Auch mit 73 ist George Clinton noch das Arbeits-Tier des Funk - und sagt: "Wenn du das magst, was du machst, ist es auch nicht anstrengend. Ich fühl mich jeden Tag inspiriert. Ich steh auf und geh ins Studio – und wenn mal nicht, vermisse ich was.“
"Funk ist die DNA des Hip-Hop!"
Prince war es auch, der seinem Vorbild 1989 mit seinem Label Paisley Park unter die Arme griff. Alte P-Funk-Platten kamen wieder heraus, Uncle Jam wurde vom Hip-Hop gesampelt. Und veröffentlichte mit prominenten Rappern eine seiner zynisch-politischen Nummern mit der schönen Botschaft "Streich' das Weiße Haus schwarz an!“
"Funk ist die DNA des Hip-Hop!", hat George Clinton mal gesagt – nur dass er seinen P-Funk glorreicher auf die Bühne bringt als sämtliche Rapper zusammen.
Ob mit seinen P-Funk All Stars oder jetzt mit den irgendwie vereinigten Parliament und Funkadelic - das kann dann live gerne mal drei Stunden oder mehr dauern. Der Chef taucht eine Weile ab in die Kiffer-Kemenate, der Beat geht weiter – und zudem drehen sich Tänzer, Bläser, Chöre, Roller-Girls, Schauspieler - oder was auch immer in schrägen Kostümen zwischen seltsamen Bühnenbauten herumturnt.

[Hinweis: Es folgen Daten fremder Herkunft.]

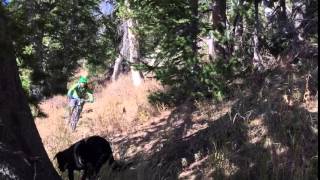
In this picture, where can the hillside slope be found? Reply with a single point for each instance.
(266, 130)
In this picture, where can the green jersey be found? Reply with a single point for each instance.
(76, 91)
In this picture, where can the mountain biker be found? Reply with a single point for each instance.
(79, 93)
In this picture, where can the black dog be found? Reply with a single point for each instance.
(88, 154)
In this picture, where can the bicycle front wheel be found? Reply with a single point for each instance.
(75, 117)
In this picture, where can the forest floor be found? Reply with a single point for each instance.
(264, 131)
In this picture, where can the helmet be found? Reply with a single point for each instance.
(83, 80)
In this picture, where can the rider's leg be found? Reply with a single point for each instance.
(72, 105)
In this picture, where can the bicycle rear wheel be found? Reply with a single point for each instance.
(75, 117)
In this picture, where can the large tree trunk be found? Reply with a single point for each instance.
(299, 11)
(134, 50)
(219, 24)
(22, 155)
(257, 60)
(116, 68)
(134, 58)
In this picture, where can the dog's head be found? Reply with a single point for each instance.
(62, 161)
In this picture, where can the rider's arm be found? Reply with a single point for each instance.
(90, 96)
(71, 91)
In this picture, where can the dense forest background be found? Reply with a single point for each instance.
(260, 54)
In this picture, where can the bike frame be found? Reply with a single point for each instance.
(75, 115)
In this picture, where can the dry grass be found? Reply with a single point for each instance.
(118, 107)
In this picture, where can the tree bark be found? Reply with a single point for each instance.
(134, 54)
(257, 60)
(299, 11)
(22, 155)
(116, 68)
(219, 24)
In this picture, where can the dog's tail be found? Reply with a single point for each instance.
(121, 166)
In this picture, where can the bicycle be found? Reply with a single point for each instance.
(75, 114)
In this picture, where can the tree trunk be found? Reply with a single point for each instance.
(22, 155)
(219, 24)
(299, 11)
(134, 54)
(116, 68)
(238, 29)
(257, 60)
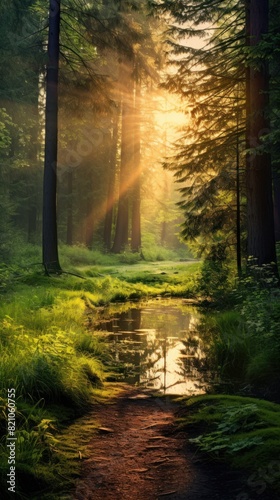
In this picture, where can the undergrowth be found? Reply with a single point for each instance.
(243, 431)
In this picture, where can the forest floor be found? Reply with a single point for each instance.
(138, 453)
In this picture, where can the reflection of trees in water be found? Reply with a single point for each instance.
(195, 362)
(144, 353)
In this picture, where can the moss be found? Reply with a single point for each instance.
(243, 431)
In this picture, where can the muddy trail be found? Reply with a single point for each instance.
(138, 454)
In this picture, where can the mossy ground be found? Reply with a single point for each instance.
(242, 431)
(57, 367)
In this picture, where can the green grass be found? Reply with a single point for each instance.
(245, 432)
(57, 365)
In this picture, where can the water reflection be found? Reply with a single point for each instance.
(157, 344)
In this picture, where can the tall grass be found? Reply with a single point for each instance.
(49, 358)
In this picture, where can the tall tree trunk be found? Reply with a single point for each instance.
(121, 234)
(50, 249)
(69, 229)
(111, 185)
(136, 191)
(261, 239)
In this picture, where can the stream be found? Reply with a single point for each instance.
(156, 346)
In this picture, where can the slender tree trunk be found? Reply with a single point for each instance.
(69, 229)
(121, 234)
(111, 186)
(50, 248)
(261, 239)
(238, 211)
(136, 191)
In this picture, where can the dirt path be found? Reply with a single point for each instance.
(137, 455)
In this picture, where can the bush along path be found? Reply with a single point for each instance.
(138, 452)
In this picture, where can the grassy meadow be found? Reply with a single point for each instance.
(57, 365)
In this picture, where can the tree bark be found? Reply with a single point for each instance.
(69, 229)
(121, 234)
(136, 191)
(111, 186)
(261, 239)
(50, 242)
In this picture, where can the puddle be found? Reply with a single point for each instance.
(158, 346)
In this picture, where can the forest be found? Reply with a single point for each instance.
(140, 215)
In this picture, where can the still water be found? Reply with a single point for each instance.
(157, 346)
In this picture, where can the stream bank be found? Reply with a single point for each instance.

Clinton selbst gibt manchmal den Sänger, kaum den Keyboarder, meist den Komponisten und Produzenten und immer den Oberaffen vom ganzen Zirkus.
Ja, er ist wieder auf Tour, sagt er. Am liebsten aber bei jeder Gelegenheit im Studio. Sein Problem: Er hat soviel Musik zu veröffentlichen, muss darum allerdings mit den Labels kämpfen.